John Giorno, poète beat et queer, sérigraphie des mots crus et sensuels : « EVERYONE IS A COMPLETE DISAPPOINTMENT ». Répétée comme un mantra, sa poésie devient charnelle. Susan Hefuna, au contraire, choisit le silence, brodant des mots lacunaires (« YES », « NO », « FOREVER ») comme autant de vestiges affectifs. Enfin, la performance Imponderabilia de Marina Abramović et Ulay engage directement le visiteur : passer entre leurs corps nus pour entrer au musée. Amour, regard, gêne, choix : la relation devient un seuil à franchir.
Corps à cœur : la chair, la peau, le parfum
La troisième partie met l’accent sur le corps, lieu de vibrations et de métamorphoses. Omar Ba évoque la mariée quittant la maison familiale (Orbite, 2025), dans un paysage végétal symbolisant la métamorphose. Françoise Pétrovitch saisit l’adolescence et ses émois dans une toile tendre et ambiguë.
Marion Flament compose des chapelets de céramique, Adorations, où symboles et rituels se recomposent. Genesis Belanger détourne la douceur des objets du quotidien pour interroger le consumérisme affectif. Chez Niki de Saint Phalle, l’Oiseau amoureux et les sérigraphies des années 1960 transforment les déceptions en puissance politique et en liberté féminine.
Dans un registre plus pop, Pierre et Gilles mythifient le couple Sylvie Vartan et Johnny Hallyday, figés dans une éternité sentimentale (Amour défunt). À l’inverse, Liu Bolin et son camouflage dans un mur de roses (Hiding in the City – Paris, Love) célèbrent l’amour comme fusion et disparition.
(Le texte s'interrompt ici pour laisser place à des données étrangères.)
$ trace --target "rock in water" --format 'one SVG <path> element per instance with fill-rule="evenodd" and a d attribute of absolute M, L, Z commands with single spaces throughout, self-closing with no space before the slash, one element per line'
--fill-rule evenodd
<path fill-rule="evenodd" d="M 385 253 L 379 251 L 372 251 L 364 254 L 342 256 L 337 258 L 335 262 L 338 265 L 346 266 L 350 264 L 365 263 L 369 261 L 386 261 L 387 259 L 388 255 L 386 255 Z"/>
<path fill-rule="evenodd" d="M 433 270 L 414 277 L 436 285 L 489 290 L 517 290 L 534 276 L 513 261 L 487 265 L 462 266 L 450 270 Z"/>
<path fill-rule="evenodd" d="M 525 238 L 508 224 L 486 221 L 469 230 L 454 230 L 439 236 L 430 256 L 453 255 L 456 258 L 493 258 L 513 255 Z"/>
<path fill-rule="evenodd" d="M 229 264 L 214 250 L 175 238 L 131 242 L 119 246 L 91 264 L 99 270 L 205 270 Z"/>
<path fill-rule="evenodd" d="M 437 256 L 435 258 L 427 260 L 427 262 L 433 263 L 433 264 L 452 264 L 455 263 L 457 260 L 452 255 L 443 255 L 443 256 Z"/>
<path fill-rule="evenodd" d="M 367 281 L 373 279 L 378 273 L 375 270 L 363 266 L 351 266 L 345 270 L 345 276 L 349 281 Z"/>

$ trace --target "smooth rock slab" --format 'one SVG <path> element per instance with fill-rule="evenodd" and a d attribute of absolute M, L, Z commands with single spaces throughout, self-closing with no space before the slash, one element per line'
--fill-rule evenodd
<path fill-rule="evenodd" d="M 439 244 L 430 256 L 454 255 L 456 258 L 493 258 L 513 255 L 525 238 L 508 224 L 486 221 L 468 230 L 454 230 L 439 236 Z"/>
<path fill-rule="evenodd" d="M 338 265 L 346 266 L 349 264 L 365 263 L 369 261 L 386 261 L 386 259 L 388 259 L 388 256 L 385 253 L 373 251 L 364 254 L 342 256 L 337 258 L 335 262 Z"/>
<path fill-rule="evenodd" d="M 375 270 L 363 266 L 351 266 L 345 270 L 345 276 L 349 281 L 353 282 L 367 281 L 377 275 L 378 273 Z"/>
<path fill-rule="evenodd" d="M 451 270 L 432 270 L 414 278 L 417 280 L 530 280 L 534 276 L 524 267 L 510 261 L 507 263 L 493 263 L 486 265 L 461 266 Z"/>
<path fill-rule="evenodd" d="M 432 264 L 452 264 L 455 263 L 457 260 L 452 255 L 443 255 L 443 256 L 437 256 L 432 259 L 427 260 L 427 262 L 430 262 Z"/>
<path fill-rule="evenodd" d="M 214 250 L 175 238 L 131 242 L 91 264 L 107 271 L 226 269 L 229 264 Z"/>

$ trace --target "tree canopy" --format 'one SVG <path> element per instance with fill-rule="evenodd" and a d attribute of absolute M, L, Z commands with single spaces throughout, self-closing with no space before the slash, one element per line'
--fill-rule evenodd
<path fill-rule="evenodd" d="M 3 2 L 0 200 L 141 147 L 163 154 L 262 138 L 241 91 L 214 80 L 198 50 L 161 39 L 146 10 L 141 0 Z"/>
Retrouver Philippe Favier : l’ombre et la mémoire
Au milieu de ces éclats, le plaisir est grand de retrouver Philippe Favier. Avec La Vénus aux glaïeuls (2013), issue de sa série des Noircissiques, l’artiste transforme d’anciennes photographies anonymes en reliques obscures. Recouvertes de noir mat, elles laissent surgir des fragments : ici, une mariée émerge de l’ombre, entourée de visages évanescents.
Chez Favier, l’amour n’est pas flamboyant : il est trace, rémanence, souvenir suspendu. Retrouver cet artiste, c’est renouer avec une tradition française de l’intime, où l’effacement fait acte de mémoire. Dans le contexte de Guerlain, sa présence agit comme un parfum discret : il persiste, chuchote, touche.
Cartographie d’artistes : dialogues intergénérationnels
La force de l’exposition tient dans ses dialogues. Picasso croise Sofiya Loriashvili ; Louise Bourgeois répond à Ren Hang ; Pierre et Gilles résonnent avec Genesis Belanger. Les générations se rencontrent, dessinant une cartographie de l’amour à travers un siècle. Certaines pièces sont inédites, créées pour Guerlain : celles de Damien Moulierac (Fontaine de l’amour), Omar Ba, Françoise Pétrovitch, Louis Verret. Toutes témoignent d’une vitalité créatrice qui prolonge la mémoire de Shalimar dans le présent.
Avec « En plein cœur », Guerlain réussit un pari rare : conjuguer célébration patrimoniale et geste artistique contemporain. En s’adossant au centenaire de Shalimar, la Maison ne se contente pas de commémorer une icône : elle invite à repenser l’amour, ses récits et ses mutations. De Picasso à Abramowicz, de Louise Bourgeois à Valentin Ranger, le visiteur découvre que l’amour est moins une définition qu’un champ d’expériences : éclat, résistance, chair, mémoire. L’exposition en témoigne avec force : un siècle d’amour, sans filtre, se lit dans l’art comme dans le parfum.